The AP has just reported on some interesting new poll results (“article”:http://hosted.ap.org/dynamic/stories/U/US_AP_POLL_UNLOVED_GOP?SITE=AP&SECTION=HOME&TEMPLATE=DEFAULT&CTIME=2010-09-24-10-05-24 ; “actual poll numbers”:http://www.ap-gfkpoll.com/pdf/AP-GfK%20Poll%20September%20Topline%2009.15.10%20final%20FULL.pdf). The bottom line: while President Obama (49% approve, 50% disapprove) and Congressional Democrats are far from popular (38% approve, 60% disapprove), Congressional Republicans are even less popular (31% approve, 68% disapprove). This led me to wonder – does anyone incorporate opposition favorability ratings into their election/forecasting models? Do we have any idea whether these really extreme negative ratings for the Republicans are likely to matter at all come November? And yes, I’m of course aware that that all the elections are ultimately district level affairs, but we routinely include national numbers for the incumbent party in these kinds of models (see “Andy’s recent post”:https://themonkeycage.org/2010/09/doug_hibbs_on_the_fundamentals.html for example).

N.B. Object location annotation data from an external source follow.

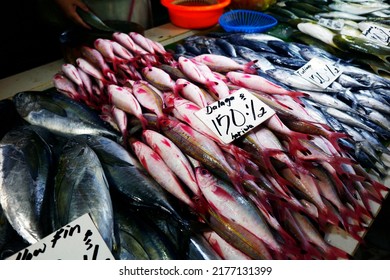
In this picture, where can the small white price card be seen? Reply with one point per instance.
(319, 72)
(78, 240)
(378, 34)
(233, 116)
(334, 24)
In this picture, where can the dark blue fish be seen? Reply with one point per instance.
(252, 44)
(192, 48)
(227, 47)
(250, 55)
(289, 62)
(286, 49)
(180, 49)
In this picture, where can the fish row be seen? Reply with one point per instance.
(355, 103)
(49, 180)
(357, 28)
(268, 195)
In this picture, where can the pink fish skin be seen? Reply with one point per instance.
(312, 234)
(126, 41)
(223, 64)
(142, 42)
(158, 169)
(173, 157)
(66, 86)
(191, 92)
(122, 98)
(91, 70)
(224, 249)
(96, 58)
(257, 82)
(158, 78)
(86, 79)
(120, 118)
(191, 70)
(71, 72)
(105, 47)
(225, 200)
(148, 98)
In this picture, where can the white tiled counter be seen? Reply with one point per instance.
(39, 78)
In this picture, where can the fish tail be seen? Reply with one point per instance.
(333, 138)
(248, 67)
(336, 253)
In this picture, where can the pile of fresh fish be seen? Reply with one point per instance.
(356, 103)
(163, 185)
(355, 29)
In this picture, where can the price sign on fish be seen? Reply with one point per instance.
(78, 240)
(235, 115)
(378, 34)
(331, 23)
(319, 72)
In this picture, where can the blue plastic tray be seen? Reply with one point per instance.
(246, 21)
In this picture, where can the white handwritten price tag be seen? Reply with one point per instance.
(378, 34)
(78, 240)
(232, 117)
(334, 24)
(319, 72)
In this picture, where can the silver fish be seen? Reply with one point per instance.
(348, 119)
(81, 187)
(25, 160)
(60, 114)
(128, 179)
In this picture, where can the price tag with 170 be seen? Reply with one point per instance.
(319, 72)
(233, 116)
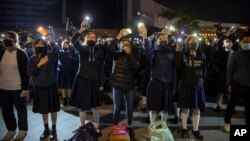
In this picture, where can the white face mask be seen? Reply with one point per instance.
(245, 46)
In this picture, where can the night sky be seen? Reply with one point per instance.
(224, 11)
(104, 13)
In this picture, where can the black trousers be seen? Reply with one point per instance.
(9, 99)
(237, 92)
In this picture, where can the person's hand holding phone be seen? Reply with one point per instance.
(142, 30)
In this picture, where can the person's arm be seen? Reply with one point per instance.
(102, 72)
(113, 48)
(24, 76)
(230, 66)
(77, 36)
(147, 49)
(134, 62)
(178, 60)
(33, 66)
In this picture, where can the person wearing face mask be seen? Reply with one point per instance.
(67, 68)
(225, 47)
(160, 87)
(192, 95)
(28, 46)
(238, 79)
(42, 70)
(123, 77)
(13, 86)
(90, 77)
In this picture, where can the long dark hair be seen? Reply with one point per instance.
(14, 36)
(44, 42)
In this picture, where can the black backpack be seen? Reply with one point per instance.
(85, 133)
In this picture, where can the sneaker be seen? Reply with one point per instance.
(21, 135)
(9, 135)
(198, 135)
(190, 121)
(98, 132)
(227, 127)
(184, 133)
(218, 109)
(45, 134)
(176, 120)
(53, 135)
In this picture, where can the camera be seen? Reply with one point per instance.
(42, 31)
(86, 22)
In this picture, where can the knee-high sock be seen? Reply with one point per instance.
(152, 116)
(184, 116)
(82, 115)
(196, 120)
(177, 109)
(164, 116)
(96, 117)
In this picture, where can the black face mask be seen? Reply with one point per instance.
(8, 43)
(90, 43)
(192, 47)
(40, 50)
(171, 42)
(65, 49)
(163, 44)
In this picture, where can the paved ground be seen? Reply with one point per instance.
(210, 123)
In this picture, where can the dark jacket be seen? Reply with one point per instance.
(68, 61)
(46, 75)
(238, 68)
(125, 67)
(161, 63)
(192, 69)
(22, 61)
(91, 61)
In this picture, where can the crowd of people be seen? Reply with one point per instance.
(174, 76)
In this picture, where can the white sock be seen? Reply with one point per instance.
(164, 116)
(82, 115)
(196, 120)
(184, 120)
(152, 116)
(96, 117)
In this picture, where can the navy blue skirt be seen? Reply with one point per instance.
(221, 82)
(192, 98)
(160, 96)
(46, 100)
(65, 80)
(85, 94)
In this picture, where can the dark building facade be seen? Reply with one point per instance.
(29, 13)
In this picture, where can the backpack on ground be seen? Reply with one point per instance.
(85, 133)
(159, 131)
(119, 133)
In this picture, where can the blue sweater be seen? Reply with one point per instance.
(45, 76)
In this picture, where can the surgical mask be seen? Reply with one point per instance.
(65, 49)
(163, 44)
(245, 46)
(171, 42)
(8, 43)
(193, 46)
(90, 43)
(228, 45)
(40, 50)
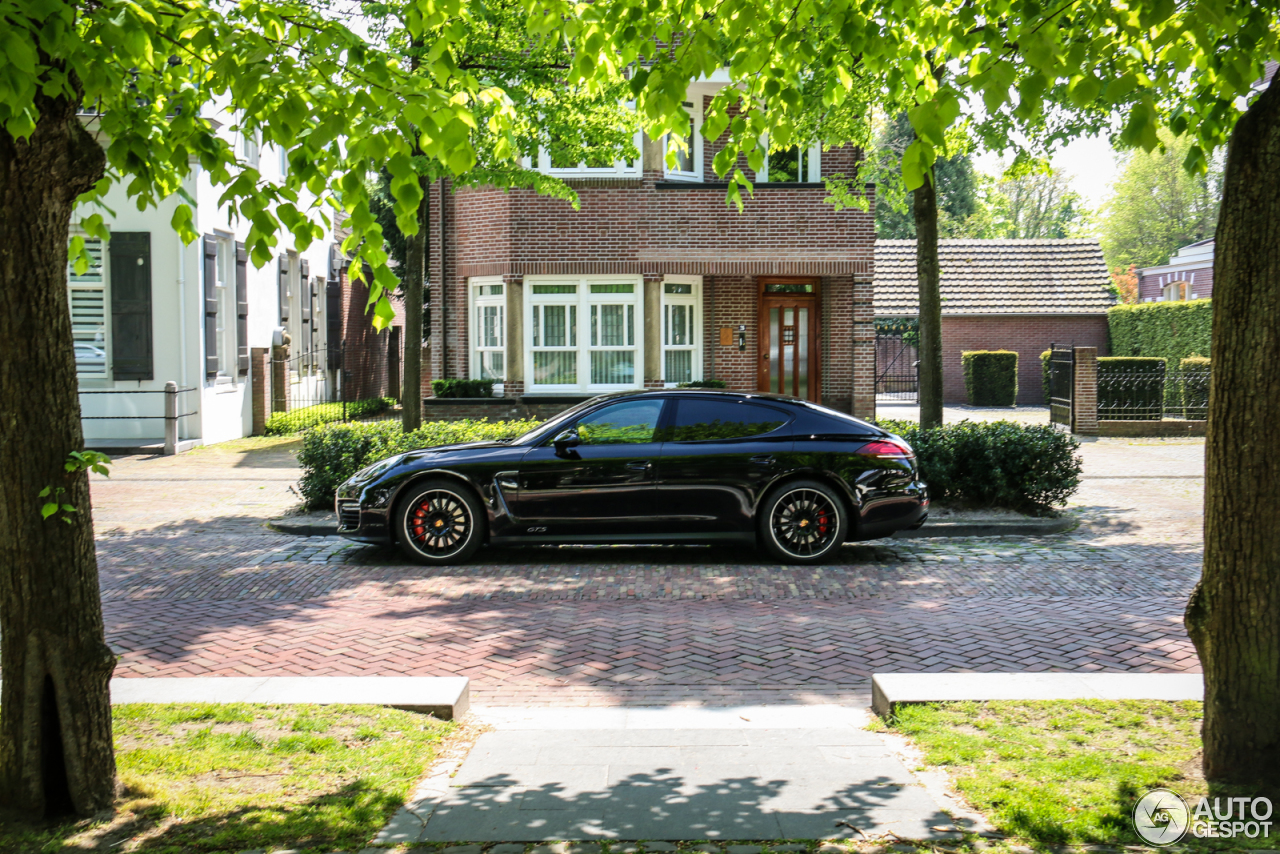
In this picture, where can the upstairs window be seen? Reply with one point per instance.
(792, 165)
(688, 159)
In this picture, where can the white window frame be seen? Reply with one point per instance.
(810, 161)
(480, 300)
(694, 108)
(581, 300)
(695, 301)
(225, 319)
(94, 281)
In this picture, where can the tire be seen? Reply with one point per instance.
(803, 521)
(443, 507)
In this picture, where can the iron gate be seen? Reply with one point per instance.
(1061, 384)
(897, 374)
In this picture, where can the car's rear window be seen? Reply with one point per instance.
(705, 420)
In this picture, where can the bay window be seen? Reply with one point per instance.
(681, 329)
(489, 329)
(584, 334)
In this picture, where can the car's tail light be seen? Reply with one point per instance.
(887, 450)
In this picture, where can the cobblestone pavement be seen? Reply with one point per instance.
(195, 584)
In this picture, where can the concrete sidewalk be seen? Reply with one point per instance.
(672, 773)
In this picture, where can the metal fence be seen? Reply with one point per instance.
(344, 382)
(1179, 393)
(897, 374)
(1061, 384)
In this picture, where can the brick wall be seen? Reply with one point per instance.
(638, 228)
(1029, 337)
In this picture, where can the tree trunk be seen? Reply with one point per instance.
(1234, 612)
(55, 712)
(415, 273)
(924, 206)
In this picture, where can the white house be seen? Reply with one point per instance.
(152, 310)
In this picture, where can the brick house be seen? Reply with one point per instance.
(1187, 275)
(653, 282)
(1004, 295)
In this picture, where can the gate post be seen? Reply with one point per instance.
(1084, 396)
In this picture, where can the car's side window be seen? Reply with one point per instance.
(627, 423)
(702, 420)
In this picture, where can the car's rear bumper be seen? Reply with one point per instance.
(910, 508)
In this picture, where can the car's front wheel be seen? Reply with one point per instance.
(439, 523)
(803, 521)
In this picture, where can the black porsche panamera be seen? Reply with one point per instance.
(638, 467)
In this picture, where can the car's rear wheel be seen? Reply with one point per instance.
(439, 523)
(803, 521)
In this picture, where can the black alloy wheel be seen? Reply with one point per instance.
(440, 523)
(803, 521)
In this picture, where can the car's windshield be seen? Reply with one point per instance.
(556, 424)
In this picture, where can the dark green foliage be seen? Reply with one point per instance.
(958, 185)
(309, 416)
(1170, 330)
(1045, 374)
(462, 387)
(332, 453)
(990, 377)
(1130, 388)
(1192, 388)
(995, 464)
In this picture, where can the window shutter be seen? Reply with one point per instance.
(284, 290)
(242, 309)
(210, 306)
(131, 305)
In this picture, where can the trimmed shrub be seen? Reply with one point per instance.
(1046, 373)
(1169, 330)
(995, 464)
(1130, 388)
(462, 387)
(990, 377)
(1192, 389)
(332, 453)
(310, 416)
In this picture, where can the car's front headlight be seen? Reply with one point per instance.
(369, 473)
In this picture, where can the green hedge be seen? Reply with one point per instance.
(1193, 388)
(332, 453)
(462, 387)
(995, 464)
(1170, 330)
(1130, 388)
(990, 377)
(310, 416)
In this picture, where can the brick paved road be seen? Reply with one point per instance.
(195, 584)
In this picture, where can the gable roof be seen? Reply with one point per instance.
(1064, 277)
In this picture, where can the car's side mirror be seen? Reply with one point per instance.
(566, 439)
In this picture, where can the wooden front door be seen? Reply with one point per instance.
(790, 345)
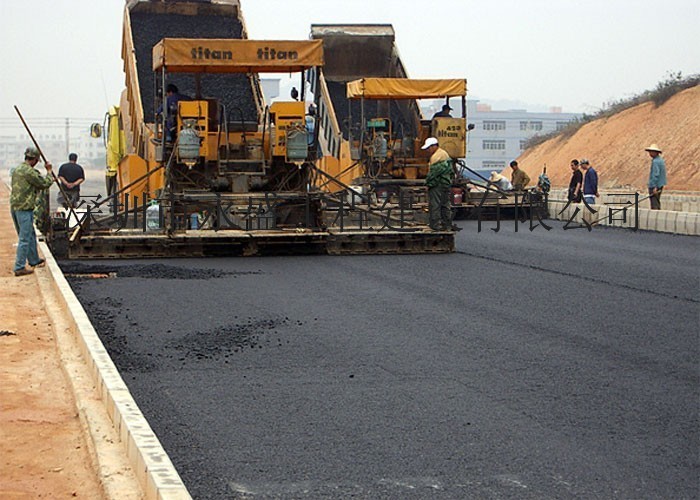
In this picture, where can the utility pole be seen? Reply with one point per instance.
(67, 137)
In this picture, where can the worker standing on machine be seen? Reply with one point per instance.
(173, 96)
(439, 181)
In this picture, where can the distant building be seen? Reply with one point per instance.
(90, 151)
(499, 136)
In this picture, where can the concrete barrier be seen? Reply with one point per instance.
(667, 221)
(154, 470)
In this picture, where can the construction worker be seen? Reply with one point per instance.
(27, 183)
(518, 178)
(173, 96)
(71, 175)
(657, 176)
(575, 183)
(439, 181)
(500, 181)
(590, 182)
(445, 113)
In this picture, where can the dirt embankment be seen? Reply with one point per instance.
(615, 146)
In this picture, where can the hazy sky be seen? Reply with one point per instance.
(61, 58)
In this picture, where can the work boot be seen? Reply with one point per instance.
(23, 272)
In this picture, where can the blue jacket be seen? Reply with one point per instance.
(657, 174)
(590, 182)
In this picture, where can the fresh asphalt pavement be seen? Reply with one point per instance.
(544, 364)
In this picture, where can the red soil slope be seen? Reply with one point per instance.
(615, 146)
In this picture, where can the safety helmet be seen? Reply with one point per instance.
(31, 152)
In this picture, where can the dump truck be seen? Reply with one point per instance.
(218, 171)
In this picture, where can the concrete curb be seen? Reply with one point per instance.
(151, 464)
(663, 221)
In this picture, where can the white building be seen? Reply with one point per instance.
(500, 136)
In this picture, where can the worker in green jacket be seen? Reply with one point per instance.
(27, 183)
(439, 181)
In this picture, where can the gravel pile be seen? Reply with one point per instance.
(145, 271)
(233, 91)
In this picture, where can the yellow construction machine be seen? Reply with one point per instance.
(208, 167)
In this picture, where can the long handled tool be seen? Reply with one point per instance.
(60, 187)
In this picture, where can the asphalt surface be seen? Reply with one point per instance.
(560, 364)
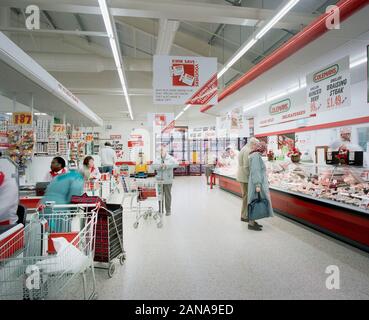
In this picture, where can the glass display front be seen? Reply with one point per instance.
(345, 186)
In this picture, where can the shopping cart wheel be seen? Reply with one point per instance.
(111, 270)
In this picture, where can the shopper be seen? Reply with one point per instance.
(90, 172)
(210, 164)
(258, 181)
(243, 174)
(58, 167)
(164, 166)
(108, 158)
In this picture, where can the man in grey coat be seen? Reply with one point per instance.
(164, 166)
(243, 174)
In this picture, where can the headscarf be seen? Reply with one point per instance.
(260, 147)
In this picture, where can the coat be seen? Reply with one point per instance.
(165, 175)
(258, 178)
(243, 170)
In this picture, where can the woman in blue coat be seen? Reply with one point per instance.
(258, 181)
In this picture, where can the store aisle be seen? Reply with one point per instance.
(205, 252)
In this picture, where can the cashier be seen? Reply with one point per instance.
(57, 168)
(8, 198)
(90, 171)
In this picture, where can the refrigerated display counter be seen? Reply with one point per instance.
(331, 199)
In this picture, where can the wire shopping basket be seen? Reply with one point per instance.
(52, 257)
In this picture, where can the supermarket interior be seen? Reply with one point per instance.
(184, 150)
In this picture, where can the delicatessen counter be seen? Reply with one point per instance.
(331, 199)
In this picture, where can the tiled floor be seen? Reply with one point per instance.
(205, 252)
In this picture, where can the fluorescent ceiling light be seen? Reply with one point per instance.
(116, 52)
(276, 18)
(187, 107)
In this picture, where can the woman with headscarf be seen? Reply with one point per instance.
(258, 181)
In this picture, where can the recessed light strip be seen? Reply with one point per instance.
(116, 52)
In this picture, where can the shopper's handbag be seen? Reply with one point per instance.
(258, 208)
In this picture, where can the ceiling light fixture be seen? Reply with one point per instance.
(109, 26)
(255, 38)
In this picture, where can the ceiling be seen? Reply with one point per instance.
(71, 45)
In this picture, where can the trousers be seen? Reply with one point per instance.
(244, 211)
(167, 198)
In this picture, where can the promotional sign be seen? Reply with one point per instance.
(330, 87)
(59, 128)
(4, 140)
(185, 80)
(288, 109)
(115, 137)
(22, 118)
(169, 127)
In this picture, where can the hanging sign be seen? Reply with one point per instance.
(115, 137)
(330, 87)
(22, 118)
(289, 109)
(59, 128)
(185, 80)
(4, 140)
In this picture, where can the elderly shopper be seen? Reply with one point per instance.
(243, 174)
(164, 166)
(258, 182)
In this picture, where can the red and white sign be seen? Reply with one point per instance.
(4, 140)
(115, 137)
(185, 80)
(169, 127)
(132, 144)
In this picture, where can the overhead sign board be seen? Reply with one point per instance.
(330, 87)
(185, 80)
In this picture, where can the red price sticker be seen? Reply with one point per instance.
(22, 118)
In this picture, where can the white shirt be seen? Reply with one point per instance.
(108, 156)
(8, 199)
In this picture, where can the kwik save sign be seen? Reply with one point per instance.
(330, 87)
(289, 109)
(185, 80)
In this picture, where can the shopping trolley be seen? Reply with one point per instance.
(109, 233)
(50, 256)
(148, 190)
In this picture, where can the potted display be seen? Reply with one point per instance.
(270, 155)
(295, 155)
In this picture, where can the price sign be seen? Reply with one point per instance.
(59, 128)
(89, 138)
(22, 118)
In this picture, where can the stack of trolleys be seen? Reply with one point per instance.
(109, 234)
(47, 259)
(149, 189)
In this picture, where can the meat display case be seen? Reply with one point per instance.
(331, 199)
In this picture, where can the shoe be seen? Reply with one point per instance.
(254, 227)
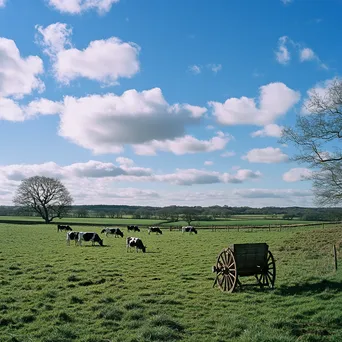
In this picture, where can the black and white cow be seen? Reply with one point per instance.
(154, 230)
(72, 236)
(189, 229)
(132, 242)
(113, 231)
(93, 237)
(133, 228)
(61, 228)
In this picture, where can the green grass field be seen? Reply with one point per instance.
(95, 220)
(114, 221)
(51, 292)
(249, 222)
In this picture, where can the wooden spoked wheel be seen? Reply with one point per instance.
(226, 271)
(267, 277)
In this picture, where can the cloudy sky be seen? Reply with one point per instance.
(152, 102)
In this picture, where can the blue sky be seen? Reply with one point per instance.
(162, 102)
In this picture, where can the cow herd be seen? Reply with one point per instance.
(131, 242)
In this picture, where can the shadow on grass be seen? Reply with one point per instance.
(309, 288)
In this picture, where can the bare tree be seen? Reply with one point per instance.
(190, 214)
(318, 135)
(48, 197)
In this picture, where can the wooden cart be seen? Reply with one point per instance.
(244, 260)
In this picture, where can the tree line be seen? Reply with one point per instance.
(189, 214)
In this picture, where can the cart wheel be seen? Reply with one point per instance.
(226, 271)
(267, 278)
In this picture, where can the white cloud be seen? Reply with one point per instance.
(266, 155)
(126, 162)
(43, 107)
(183, 145)
(18, 76)
(104, 60)
(90, 169)
(104, 123)
(80, 6)
(193, 176)
(271, 130)
(105, 190)
(321, 89)
(283, 55)
(228, 154)
(10, 110)
(54, 38)
(306, 54)
(297, 174)
(215, 67)
(126, 171)
(195, 69)
(272, 193)
(275, 100)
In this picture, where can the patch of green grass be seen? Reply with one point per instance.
(95, 220)
(54, 292)
(238, 222)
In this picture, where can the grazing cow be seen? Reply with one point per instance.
(72, 236)
(189, 229)
(133, 228)
(135, 242)
(113, 231)
(61, 228)
(154, 230)
(93, 237)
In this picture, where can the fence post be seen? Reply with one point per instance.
(335, 257)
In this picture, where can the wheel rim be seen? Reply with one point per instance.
(226, 271)
(267, 278)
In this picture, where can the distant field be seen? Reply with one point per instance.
(126, 221)
(255, 222)
(99, 221)
(252, 217)
(51, 292)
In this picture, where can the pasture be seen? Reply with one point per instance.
(51, 292)
(257, 220)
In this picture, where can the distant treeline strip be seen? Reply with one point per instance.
(211, 227)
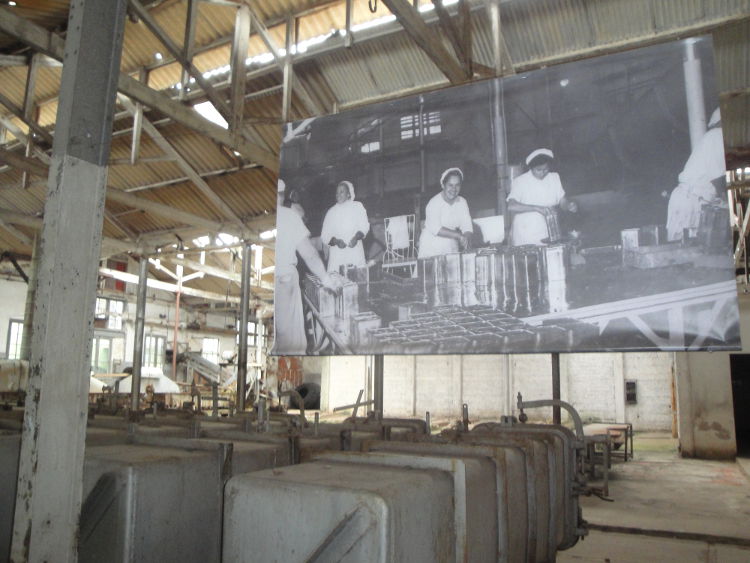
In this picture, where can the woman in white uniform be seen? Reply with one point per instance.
(533, 196)
(344, 227)
(698, 182)
(448, 226)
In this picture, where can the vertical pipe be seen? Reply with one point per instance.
(691, 67)
(242, 351)
(556, 418)
(50, 469)
(140, 321)
(28, 316)
(378, 384)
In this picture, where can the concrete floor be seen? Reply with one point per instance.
(703, 505)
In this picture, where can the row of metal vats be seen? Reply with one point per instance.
(470, 301)
(193, 489)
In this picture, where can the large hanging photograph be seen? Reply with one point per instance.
(576, 208)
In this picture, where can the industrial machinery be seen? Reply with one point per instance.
(279, 487)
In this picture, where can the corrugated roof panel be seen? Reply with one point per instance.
(732, 55)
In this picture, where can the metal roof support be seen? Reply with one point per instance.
(188, 45)
(135, 141)
(500, 54)
(20, 114)
(140, 318)
(184, 165)
(50, 473)
(459, 35)
(286, 98)
(153, 26)
(242, 25)
(427, 40)
(283, 62)
(53, 45)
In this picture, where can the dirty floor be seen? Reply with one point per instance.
(667, 508)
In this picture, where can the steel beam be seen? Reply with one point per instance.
(427, 40)
(188, 43)
(50, 474)
(154, 27)
(242, 28)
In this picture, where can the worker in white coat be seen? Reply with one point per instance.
(703, 173)
(292, 238)
(344, 227)
(534, 195)
(448, 226)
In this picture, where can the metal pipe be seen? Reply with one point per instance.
(378, 384)
(577, 422)
(300, 402)
(556, 415)
(242, 350)
(28, 317)
(140, 318)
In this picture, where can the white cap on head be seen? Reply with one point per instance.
(715, 118)
(448, 172)
(539, 152)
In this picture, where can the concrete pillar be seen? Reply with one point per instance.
(140, 321)
(691, 67)
(48, 501)
(244, 302)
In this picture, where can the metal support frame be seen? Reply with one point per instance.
(140, 318)
(556, 415)
(50, 475)
(244, 313)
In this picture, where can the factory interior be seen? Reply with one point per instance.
(587, 399)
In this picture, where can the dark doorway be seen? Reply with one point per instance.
(740, 367)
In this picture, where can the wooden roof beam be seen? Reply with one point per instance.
(428, 41)
(53, 45)
(183, 164)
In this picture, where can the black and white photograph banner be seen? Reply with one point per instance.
(577, 208)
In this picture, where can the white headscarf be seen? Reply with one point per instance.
(539, 152)
(349, 186)
(449, 172)
(715, 118)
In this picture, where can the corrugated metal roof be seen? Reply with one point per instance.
(536, 32)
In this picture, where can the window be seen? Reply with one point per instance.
(108, 313)
(101, 354)
(430, 125)
(210, 349)
(372, 146)
(153, 351)
(631, 397)
(15, 334)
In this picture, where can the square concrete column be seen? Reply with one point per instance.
(48, 501)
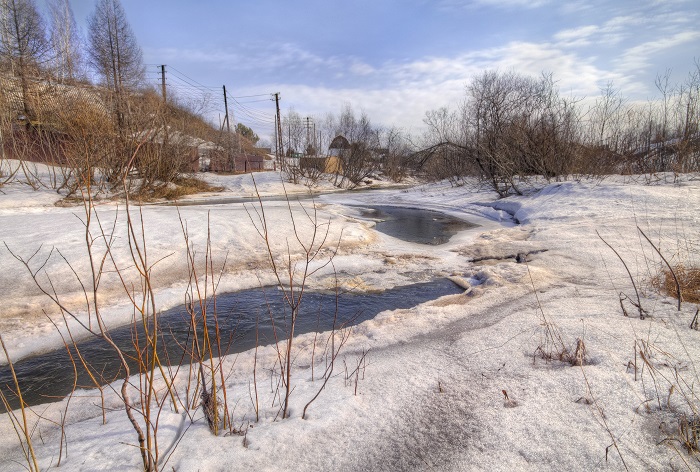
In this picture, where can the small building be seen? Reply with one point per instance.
(338, 146)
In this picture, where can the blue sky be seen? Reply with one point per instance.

From a more theoretical standpoint, Downs argues in _An Economic Theory of Democracy_ that there are essentially three ways a voter can calculate a party differential utility (essentially how much more one is likely to prefer what government does if one party/candidate wins as opposed to the other):

# Compare what both parties claim they will do if they win
# Compare what the incumbent party has done in office with what the opposition would have done had it been in office
# Decide whether or not one approves of what the incumbent did, and then vote for or against the incumbent without taking the opposition into account at all

Most formal models of elections eschew this third option, and essentially give voters some way to determine whether they prefer the claims/performance/likely actions of Party A to Party B. So here’s my question: if we don’t include anything *current* about the opposition in forecasting models, are we essentially assuming that voters are behaving in accordance with option 3? Or do things like past margin of victory negate the need to do so?